2.2. De president heeft met juistheid geoordeeld dat de door appellant niet bestreden feiten die ten grondslag zijn gelegd aan het besluit van de korpschef om de toestemming als bedoeld in artikel 7, tweede lid, van de Wet pbr in te trekken, voldoende grondslag bieden voor het standpunt dat appellant niet voldoet aan de eisen van betrouwbaarheid en geschiktheid, zoals genoemd in artikel 7, vijfde lid, van de Wet pbr.
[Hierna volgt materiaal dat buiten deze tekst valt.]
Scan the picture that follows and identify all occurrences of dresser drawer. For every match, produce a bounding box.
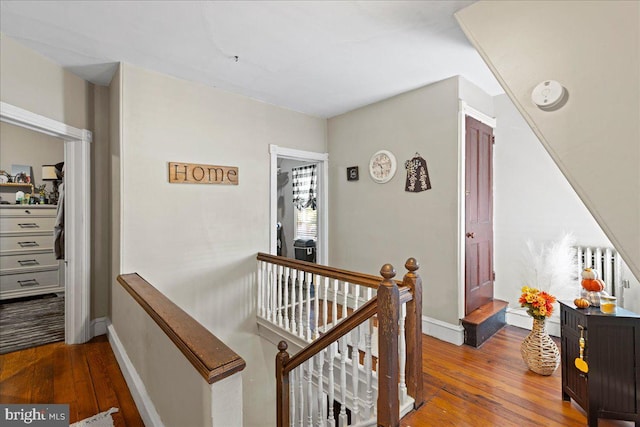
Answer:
[0,252,58,273]
[0,216,56,234]
[0,205,57,218]
[0,231,53,256]
[0,269,58,292]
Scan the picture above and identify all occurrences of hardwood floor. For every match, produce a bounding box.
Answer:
[0,335,144,427]
[0,326,633,427]
[401,326,634,427]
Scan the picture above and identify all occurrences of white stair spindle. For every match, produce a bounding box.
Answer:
[398,304,407,405]
[327,343,336,427]
[315,350,327,427]
[584,248,602,268]
[296,363,305,427]
[338,336,348,427]
[602,248,616,295]
[351,326,360,424]
[289,369,297,427]
[363,319,373,420]
[276,265,284,327]
[256,261,264,317]
[312,274,321,340]
[322,277,329,332]
[353,285,360,310]
[266,264,274,321]
[298,271,305,338]
[331,279,339,326]
[290,268,300,335]
[305,357,314,427]
[341,282,349,320]
[283,267,291,331]
[305,273,313,342]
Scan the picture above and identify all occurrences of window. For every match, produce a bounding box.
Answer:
[291,165,318,239]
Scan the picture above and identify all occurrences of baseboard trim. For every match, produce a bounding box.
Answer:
[422,316,464,345]
[91,317,109,338]
[506,308,560,337]
[107,324,164,427]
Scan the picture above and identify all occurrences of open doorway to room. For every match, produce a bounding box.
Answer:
[0,102,92,344]
[270,145,327,263]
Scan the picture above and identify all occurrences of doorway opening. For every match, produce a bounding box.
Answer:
[0,102,92,344]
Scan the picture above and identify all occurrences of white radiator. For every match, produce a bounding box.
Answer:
[576,246,622,295]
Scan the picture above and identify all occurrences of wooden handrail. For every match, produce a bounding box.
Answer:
[257,252,402,289]
[118,273,246,384]
[272,260,424,427]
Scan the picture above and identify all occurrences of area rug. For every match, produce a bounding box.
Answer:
[69,408,118,427]
[0,294,64,354]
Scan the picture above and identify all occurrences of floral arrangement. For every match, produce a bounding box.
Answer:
[518,286,556,320]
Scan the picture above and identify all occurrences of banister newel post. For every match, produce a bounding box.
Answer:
[276,341,289,427]
[402,258,424,409]
[378,264,400,427]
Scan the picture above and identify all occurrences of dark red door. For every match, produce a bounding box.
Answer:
[465,116,493,315]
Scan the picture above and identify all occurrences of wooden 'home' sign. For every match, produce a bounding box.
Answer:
[169,162,238,185]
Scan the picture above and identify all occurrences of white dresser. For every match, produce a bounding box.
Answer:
[0,205,64,300]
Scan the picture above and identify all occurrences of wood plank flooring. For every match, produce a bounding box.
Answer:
[401,326,633,427]
[0,326,633,427]
[0,335,144,427]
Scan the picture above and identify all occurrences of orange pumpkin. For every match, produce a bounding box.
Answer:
[573,298,591,308]
[581,279,604,292]
[582,268,598,279]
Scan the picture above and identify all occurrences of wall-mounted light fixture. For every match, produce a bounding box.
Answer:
[531,80,569,111]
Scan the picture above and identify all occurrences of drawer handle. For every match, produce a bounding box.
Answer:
[18,222,40,228]
[18,242,40,248]
[18,279,40,286]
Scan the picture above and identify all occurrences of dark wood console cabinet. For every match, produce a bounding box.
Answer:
[560,301,640,427]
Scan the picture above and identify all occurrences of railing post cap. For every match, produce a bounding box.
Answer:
[380,264,396,280]
[404,258,420,273]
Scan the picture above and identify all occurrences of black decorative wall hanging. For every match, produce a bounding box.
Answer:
[404,153,431,193]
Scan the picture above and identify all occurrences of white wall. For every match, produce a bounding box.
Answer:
[112,64,326,426]
[0,33,89,129]
[0,33,110,319]
[494,95,640,310]
[329,78,458,324]
[456,1,640,284]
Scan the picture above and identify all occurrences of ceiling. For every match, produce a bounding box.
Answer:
[0,0,503,117]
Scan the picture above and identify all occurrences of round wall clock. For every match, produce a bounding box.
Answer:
[369,150,397,184]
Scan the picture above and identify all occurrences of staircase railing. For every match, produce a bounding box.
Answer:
[258,254,424,427]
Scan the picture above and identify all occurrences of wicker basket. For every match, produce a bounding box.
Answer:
[520,319,560,375]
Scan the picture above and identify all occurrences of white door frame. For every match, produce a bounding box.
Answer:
[458,100,497,319]
[0,102,92,344]
[269,144,329,264]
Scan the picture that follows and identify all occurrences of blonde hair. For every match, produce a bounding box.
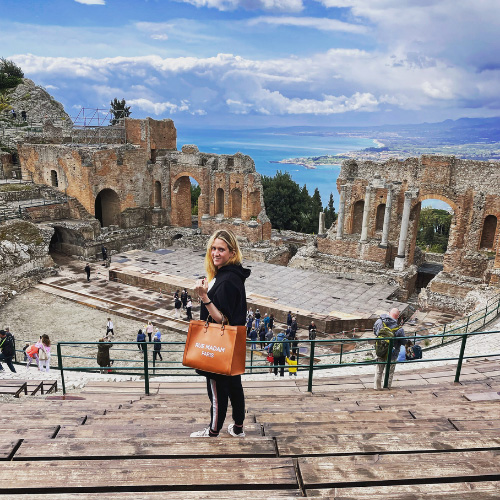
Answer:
[205,229,243,281]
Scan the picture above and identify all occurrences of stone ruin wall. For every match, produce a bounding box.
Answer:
[317,156,500,306]
[18,118,271,257]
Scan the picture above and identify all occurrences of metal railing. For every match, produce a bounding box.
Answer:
[32,330,500,395]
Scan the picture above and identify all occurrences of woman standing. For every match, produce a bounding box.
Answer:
[37,333,50,373]
[191,230,250,437]
[97,337,113,373]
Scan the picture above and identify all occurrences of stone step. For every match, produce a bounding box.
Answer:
[36,280,189,334]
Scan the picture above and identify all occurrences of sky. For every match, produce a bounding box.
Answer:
[0,0,500,129]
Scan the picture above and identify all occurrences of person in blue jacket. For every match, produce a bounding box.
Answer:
[265,332,290,377]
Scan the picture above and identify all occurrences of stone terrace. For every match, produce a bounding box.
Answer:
[109,247,406,318]
[0,360,500,500]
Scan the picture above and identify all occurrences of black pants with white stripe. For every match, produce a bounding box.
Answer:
[207,374,245,432]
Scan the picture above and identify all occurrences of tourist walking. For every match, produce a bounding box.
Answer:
[106,318,115,337]
[37,333,50,373]
[136,329,146,354]
[266,332,290,377]
[186,295,193,321]
[181,288,187,309]
[373,308,406,391]
[286,355,297,377]
[309,321,316,340]
[153,335,163,365]
[191,230,250,437]
[97,338,113,373]
[174,294,182,319]
[0,330,16,373]
[255,309,260,331]
[146,321,154,342]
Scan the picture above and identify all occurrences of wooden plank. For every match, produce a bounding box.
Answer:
[464,391,500,402]
[264,418,456,437]
[298,451,500,488]
[0,458,298,494]
[277,430,500,457]
[307,481,500,500]
[0,436,19,461]
[57,423,261,438]
[14,434,276,460]
[255,410,414,425]
[0,489,302,500]
[0,421,59,439]
[450,418,500,431]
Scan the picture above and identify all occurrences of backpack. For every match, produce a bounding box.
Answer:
[273,339,283,358]
[375,321,399,360]
[410,345,422,359]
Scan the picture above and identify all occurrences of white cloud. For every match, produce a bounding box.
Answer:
[248,16,368,33]
[75,0,106,5]
[176,0,304,12]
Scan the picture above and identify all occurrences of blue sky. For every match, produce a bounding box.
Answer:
[0,0,500,128]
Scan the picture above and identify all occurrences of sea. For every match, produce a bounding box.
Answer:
[177,129,377,211]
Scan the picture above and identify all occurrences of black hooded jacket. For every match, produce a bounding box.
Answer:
[200,264,250,326]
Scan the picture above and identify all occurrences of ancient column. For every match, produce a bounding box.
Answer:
[394,191,413,271]
[380,184,392,248]
[359,186,372,243]
[318,212,326,234]
[336,184,347,240]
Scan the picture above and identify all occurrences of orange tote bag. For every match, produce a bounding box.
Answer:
[182,320,246,375]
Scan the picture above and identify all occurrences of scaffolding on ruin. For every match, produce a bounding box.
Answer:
[71,108,127,145]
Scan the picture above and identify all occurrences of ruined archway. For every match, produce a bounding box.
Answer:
[171,172,203,227]
[479,215,497,250]
[95,189,121,227]
[231,188,242,217]
[215,188,224,215]
[375,203,385,231]
[153,181,161,208]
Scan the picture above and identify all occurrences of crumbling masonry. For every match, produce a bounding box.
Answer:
[312,156,500,305]
[18,118,271,254]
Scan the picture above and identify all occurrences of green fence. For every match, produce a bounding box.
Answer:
[49,330,500,395]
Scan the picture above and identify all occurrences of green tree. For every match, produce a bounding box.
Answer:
[417,207,453,253]
[191,183,201,215]
[0,57,24,92]
[324,193,337,230]
[110,97,132,125]
[308,188,323,233]
[262,171,303,231]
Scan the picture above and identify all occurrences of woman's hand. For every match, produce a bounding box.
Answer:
[194,278,208,302]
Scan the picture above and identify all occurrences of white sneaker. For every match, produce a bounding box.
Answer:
[189,427,218,437]
[227,424,245,437]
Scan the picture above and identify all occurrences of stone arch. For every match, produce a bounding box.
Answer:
[215,188,224,215]
[94,189,121,227]
[375,203,385,231]
[248,191,261,217]
[170,171,204,227]
[153,181,161,208]
[50,170,59,187]
[479,215,497,249]
[351,200,365,234]
[231,188,242,217]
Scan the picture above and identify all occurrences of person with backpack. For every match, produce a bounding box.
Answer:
[266,332,290,378]
[373,308,406,391]
[0,330,16,373]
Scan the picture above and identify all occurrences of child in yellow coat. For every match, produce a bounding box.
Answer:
[286,355,297,377]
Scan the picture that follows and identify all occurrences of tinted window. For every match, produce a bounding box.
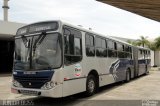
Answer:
[108,40,113,49]
[64,27,82,65]
[86,33,95,56]
[96,37,107,57]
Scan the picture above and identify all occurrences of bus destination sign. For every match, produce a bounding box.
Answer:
[17,22,58,35]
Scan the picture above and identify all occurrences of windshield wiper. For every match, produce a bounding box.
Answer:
[33,32,46,51]
[22,36,30,48]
2.3. Niet kan worden staande gehouden dat de korpschef van de hem toekomende bevoegdheid tot intrekking van de toestemming als bedoeld in artikel 7, zesde lid, van de Wet pbr niet in redelijkheid gebruik heeft kunnen maken. De Afdeling is evenmin gebleken van bijzondere omstandigheden die tot het oordeel leiden dat de korpschef niet in redelijkheid heeft kunnen komen tot een onvoorwaardelijke intrekking van de in geding zijnde toestemming. De omstandigheid dat het hier een gebeurtenis betrof die in de privé-sfeer ligt doet aan het vorenoverwogene – waar het gaat om toestemming voor arbeid waarvan de correcte omgang met autoriteiten een belangrijk element vormt en de appellant verweten feiten daarmee in tegenspraak zijn – niet af.
2.4. Voorts is de Afdeling van oordeel dat de president terecht heeft geoordeeld dat appellant zijn beroep op het gelijkheidsbeginsel niet voldoende heeft onderbouwd; in hoger beroep is dit niet anders komen te liggen.
2.5. Het hoger beroep is ongegrond. De aangevallen uitspraak dient te worden bevestigd.
2.6. Voor een proceskostenveroordeling bestaat geen aanleiding.
De Afdeling bestuursrechtspraak van de Raad van State
Recht doende in naam der Koningin:
bevestigt de aangevallen uitspraak.
Aldus vastgesteld door mr. B.J. van Ettekoven, Lid van de enkelvoudige kamer, in tegenwoordigheid van mr. R.E.A. Matulewicz, ambtenaar van Staat.